Python Data Analysis: covid-19 data, part 1 [data wrangling]
This article is originally published at https://www.sharpsightlabs.com
If you’re like most people around the world, you’re probably concerned with the coronavirus, AKA, sars-cov-19, which for the sake of simplicity, I’ll refer to as covid-19.
As you’re reading this, there’s a reasonable chance that you’re stuck working from home or otherwise quarantined in some way.
Welcome to 2020 … it’s crazy.
Assuming that you’re quarantined right now, you probably have some extra time on your hands.
Great.
This is a perfect time to learn a new skill or do something productive.
In fact, it’s a great time to master data science in Python.
With that in mind, I’m putting together a series of tutorials to show you how to analyze covid-19 data in Python.
Want to learn Pandas? Want to learn data science in Python?
If you’re stuck at home, you’ve got no more excuses.
Let’s get after it.
A quick review of the process
In this series of tutorials, we’ll analyze some covid19 data with Python.
Specifically, we’re going to use a few toolkits.
Ultimately, over the course of this series of tutorials, we’ll use Pandas, matplotlib, seaborn, and possibly a little Numpy.
You’ll probably want to be familiar with all of them, but if not, that’s okay.
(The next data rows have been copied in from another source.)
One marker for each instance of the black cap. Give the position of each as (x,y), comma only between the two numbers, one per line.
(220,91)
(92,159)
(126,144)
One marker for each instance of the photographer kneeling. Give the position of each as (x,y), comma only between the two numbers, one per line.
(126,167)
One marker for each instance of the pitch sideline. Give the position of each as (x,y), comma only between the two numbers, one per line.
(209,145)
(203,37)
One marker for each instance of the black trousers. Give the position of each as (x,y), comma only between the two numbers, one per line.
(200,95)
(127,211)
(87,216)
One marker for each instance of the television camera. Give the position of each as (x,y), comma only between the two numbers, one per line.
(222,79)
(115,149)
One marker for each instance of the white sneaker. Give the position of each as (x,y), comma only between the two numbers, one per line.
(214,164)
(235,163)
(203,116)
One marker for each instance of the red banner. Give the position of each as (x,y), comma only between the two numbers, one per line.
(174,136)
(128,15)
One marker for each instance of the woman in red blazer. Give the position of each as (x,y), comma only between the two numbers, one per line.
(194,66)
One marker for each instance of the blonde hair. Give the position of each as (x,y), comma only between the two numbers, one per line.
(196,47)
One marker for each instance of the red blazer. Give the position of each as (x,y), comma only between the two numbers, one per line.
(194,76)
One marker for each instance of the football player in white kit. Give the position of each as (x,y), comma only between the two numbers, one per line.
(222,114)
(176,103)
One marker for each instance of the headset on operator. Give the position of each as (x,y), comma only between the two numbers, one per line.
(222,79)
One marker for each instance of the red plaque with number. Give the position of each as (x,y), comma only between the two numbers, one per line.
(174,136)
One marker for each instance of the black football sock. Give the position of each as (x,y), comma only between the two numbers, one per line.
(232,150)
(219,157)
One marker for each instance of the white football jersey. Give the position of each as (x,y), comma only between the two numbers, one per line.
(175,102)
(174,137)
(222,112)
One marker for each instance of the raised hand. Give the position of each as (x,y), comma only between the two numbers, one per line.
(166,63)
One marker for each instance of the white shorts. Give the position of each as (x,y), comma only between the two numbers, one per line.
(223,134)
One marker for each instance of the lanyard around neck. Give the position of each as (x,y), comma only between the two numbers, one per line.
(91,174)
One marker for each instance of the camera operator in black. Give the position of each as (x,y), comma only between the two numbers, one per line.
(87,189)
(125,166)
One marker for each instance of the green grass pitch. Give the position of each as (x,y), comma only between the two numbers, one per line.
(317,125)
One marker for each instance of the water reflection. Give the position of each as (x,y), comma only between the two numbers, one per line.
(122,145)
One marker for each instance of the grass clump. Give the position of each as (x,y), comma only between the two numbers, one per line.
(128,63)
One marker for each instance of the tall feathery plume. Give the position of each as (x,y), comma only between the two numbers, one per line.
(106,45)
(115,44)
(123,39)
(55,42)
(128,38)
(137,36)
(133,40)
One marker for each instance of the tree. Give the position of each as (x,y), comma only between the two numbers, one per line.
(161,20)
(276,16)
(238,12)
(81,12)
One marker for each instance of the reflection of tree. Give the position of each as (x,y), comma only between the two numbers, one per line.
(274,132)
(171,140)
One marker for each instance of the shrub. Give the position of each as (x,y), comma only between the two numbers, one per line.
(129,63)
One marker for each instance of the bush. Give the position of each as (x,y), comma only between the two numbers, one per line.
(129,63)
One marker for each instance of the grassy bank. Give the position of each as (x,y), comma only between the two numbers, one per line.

You’ll still be able to run the code, and I’ll link to some other tutorials that explain individual techniques in more depth.
That being said, you’ll be able to play with the code regardless. But if you’re really serious about this, you’ll want to eventually master data science in Python.
What we’ll cover in this tutorial
As I mentioned, we’re going to work with this data over a series of tutorials.
This tutorial is the first.
And in this tutorial, we’re just going to start with some simple data wrangling.
We’re going to get our data and “wrangle” it into shape. Here’s a quick table of contents, so you can navigate to different sections.
Table of Contents:
- Import packages
- Get data
- Rename columns
- Reshape data
- Convert dates
- Rearange columns and sort data
- Set index
- Check data
- Next steps
Import Packages
First, we’re just going to import some Packages.
For the time being, we’ll just import Pandas, although we’ll need to import other packages in future tutorials.
#================ # IMPORT PACKAGES #================ import pandas as pd
Get raw data
Next, we’re going to get the raw csv
data.
This data comes from a github repository for Covid-19 data, created by Johns Hopkins.
We’re going to use the “raw” data, which is easier to retrieve.
To get the raw data, we’re going to use the Pandas read_csv function. The read_csv function does exactly what it sounds like …. it reads in csv data.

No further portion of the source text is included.